I think that intuiting the meaning of unfamiliar words creates its own engagement and mystery that deepens the experience of a poem. For the average reader whose primary language is English, words like diablo, río, corazón, for example, likely exist at some level of fundamental comprehension. Yet, even less commonplace words like molcajete, calavera, and charro, when taken in the context of an engaging poem, are thrilling linguistic gestures that invite further immersion and investigation. I find the musicality, delicacy, and bravado of Spanglish and its particular code-switch especially intriguing because the languages push in a “prickly” way against each other. When a phrase in Spanish is inserted into a stanza in English, a thrust and swagger happen that is part of the music, part of the shapeshifting. This happens when the speaker in “Testaments” observes “Blood soaks my sneakers. The handkerchief / around my head / reeks like sobacos” and “A severed hand / black yarn around / the thumb. Welcome / to the cagada” (Corral 21). Here, “sobacos” are “armpits” and “the cagada” is “the shit.” But doesn’t that swagger and music lead you to a strange sense of intuited understanding through context?

Even if the words in the poem are of a specific dialect not immediately understood, the reader can still sense an authentic utterance—and that these particular words have simply been chosen because this is how the poet experienced the poem.
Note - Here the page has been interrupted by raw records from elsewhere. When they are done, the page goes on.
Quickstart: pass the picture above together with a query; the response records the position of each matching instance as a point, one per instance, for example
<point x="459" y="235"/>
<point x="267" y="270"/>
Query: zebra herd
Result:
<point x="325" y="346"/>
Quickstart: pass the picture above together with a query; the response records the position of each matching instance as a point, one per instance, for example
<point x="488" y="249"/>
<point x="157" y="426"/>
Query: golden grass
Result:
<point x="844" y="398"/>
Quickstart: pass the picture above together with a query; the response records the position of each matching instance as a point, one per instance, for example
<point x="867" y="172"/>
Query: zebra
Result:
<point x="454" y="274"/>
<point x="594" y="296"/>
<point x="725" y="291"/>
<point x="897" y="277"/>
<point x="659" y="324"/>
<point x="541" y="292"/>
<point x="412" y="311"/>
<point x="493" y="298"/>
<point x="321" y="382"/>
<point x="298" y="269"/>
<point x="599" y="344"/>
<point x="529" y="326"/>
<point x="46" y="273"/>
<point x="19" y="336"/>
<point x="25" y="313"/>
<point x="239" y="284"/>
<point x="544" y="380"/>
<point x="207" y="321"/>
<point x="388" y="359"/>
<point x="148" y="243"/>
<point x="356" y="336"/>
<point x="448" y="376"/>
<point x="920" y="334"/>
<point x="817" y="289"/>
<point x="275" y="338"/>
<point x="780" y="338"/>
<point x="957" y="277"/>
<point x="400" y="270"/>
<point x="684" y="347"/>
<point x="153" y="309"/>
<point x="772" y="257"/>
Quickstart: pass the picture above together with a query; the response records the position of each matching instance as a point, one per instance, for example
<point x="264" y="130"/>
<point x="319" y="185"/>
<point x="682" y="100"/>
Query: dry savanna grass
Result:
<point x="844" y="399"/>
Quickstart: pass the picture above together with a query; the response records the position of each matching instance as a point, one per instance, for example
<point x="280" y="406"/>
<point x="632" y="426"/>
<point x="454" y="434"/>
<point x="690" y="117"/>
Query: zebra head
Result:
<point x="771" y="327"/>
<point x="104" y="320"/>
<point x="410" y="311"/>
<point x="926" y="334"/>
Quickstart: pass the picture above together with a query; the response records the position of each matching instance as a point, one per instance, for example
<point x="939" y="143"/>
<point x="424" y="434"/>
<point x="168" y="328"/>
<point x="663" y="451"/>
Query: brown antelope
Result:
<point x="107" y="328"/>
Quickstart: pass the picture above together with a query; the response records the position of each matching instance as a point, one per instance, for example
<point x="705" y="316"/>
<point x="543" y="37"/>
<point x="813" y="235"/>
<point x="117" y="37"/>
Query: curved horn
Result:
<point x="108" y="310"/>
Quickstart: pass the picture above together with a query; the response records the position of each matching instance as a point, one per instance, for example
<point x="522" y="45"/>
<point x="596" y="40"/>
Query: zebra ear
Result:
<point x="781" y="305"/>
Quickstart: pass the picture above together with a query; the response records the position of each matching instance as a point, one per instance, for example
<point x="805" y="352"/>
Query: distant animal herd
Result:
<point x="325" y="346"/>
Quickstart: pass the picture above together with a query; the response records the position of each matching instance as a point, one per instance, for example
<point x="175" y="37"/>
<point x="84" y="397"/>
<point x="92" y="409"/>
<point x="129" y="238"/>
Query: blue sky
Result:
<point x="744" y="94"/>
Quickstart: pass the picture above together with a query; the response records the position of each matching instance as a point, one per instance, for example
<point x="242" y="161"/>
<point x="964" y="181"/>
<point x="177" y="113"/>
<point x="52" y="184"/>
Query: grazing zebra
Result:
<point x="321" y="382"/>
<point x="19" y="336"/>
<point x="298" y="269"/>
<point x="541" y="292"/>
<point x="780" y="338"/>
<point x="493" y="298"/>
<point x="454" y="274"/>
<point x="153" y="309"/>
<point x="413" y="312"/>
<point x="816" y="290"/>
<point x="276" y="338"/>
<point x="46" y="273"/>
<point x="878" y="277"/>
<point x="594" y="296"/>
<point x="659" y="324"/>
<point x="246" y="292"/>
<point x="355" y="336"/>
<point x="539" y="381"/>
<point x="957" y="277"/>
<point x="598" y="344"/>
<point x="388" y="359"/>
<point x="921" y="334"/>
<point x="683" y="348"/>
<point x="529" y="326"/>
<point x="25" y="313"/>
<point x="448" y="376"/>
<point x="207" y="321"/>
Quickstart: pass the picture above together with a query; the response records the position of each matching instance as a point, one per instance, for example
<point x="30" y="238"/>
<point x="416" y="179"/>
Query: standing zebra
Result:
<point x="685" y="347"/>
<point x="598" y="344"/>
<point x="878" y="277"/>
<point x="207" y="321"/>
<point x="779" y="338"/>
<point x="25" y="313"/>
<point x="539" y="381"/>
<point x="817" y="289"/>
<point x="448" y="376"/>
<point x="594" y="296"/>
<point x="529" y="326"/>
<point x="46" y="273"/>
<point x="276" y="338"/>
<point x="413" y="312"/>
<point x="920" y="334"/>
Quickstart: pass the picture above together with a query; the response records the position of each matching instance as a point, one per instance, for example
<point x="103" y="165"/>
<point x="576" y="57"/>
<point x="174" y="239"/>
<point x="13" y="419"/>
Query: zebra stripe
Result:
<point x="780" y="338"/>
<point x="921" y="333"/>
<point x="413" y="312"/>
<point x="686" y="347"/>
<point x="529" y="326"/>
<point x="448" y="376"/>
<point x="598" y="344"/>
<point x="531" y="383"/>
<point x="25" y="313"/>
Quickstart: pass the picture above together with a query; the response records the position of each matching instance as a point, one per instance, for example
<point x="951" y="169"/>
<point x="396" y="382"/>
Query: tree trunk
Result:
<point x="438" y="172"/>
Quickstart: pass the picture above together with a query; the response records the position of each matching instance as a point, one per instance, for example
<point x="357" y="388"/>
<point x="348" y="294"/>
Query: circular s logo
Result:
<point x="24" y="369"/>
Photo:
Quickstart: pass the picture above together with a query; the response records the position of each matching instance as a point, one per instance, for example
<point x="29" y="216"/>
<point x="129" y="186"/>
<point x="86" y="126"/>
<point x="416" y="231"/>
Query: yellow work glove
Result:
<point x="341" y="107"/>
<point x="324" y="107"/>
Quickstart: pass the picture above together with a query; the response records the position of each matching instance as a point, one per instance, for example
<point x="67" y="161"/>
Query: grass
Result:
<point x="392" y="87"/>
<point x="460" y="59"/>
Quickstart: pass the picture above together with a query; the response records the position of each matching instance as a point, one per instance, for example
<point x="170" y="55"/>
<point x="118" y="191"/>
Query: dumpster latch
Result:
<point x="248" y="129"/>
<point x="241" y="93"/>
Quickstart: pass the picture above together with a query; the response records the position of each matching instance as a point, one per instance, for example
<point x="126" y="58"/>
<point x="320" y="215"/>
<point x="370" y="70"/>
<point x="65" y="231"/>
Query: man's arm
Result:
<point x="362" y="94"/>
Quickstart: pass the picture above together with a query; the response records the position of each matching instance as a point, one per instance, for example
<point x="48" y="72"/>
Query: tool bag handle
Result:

The speaker in “Testaments” says “I try to recall the taste of Pablo’s sweat. / Whiskey, no. / Wet dirt, si. / I stuff English / into my mouth / spit out chingaderas” (Corral 11). Regional aphorisms and untranslatable figures of speech create an innate sense of withholding, or inability for certain expressions to exist beyond linguistic boundaries in a single form. So, the poet must keep both language and meaning fluid and flexible, as in the lines “Cada noche / I sleep / with dead men. / The coyote was the third to die.” The stitching of languages is innate and hypnotic, as in “there’s a foto / in my bolsillo / of a skeleton / shrouded / in black flames: / Nuestra Señora de la Santa Muerte” (Corral 11). It’s a dynamic gesture and a dazzling process to feel happening in a poem.

The Spanish/English code-switch has a special significance for me as a reader, but it has also changed my linguistic parameters so that I’m drawn to poetry with unfamiliar terrains. This makes the experience of turning to poems an act of seeking the shapeshift; that is, I turn to poetry not only to be immersed in a story, and a psyche, but also another psychic reality with its own elemental textures of language, phrasing, music, and thought. Immersing ourselves in the poetics of multiple languages is vital for growing in perception, awareness, and empathy—and code-switching is the mystical crossing that allows it to happen. As Eduardo C. Corral writes in “Testaments Scratched into a Water Station Barrel,” “a proverb: beauty / can’t be talked into speech. The sky isn’t blue. / It’s azul.” and “Saguaros / are triste, not curious.” Perhaps beauty cannot be conjured by speech, but it can be built and transfigured within these careful layers.

––Mary Robles, Mid-American Review

Note from the editors: The works in this craft essay are cited from Guillotine by Eduardo C. Corral. Minneapolis, MN: Graywolf Press, 2020. 72 pages. $16.00, paper.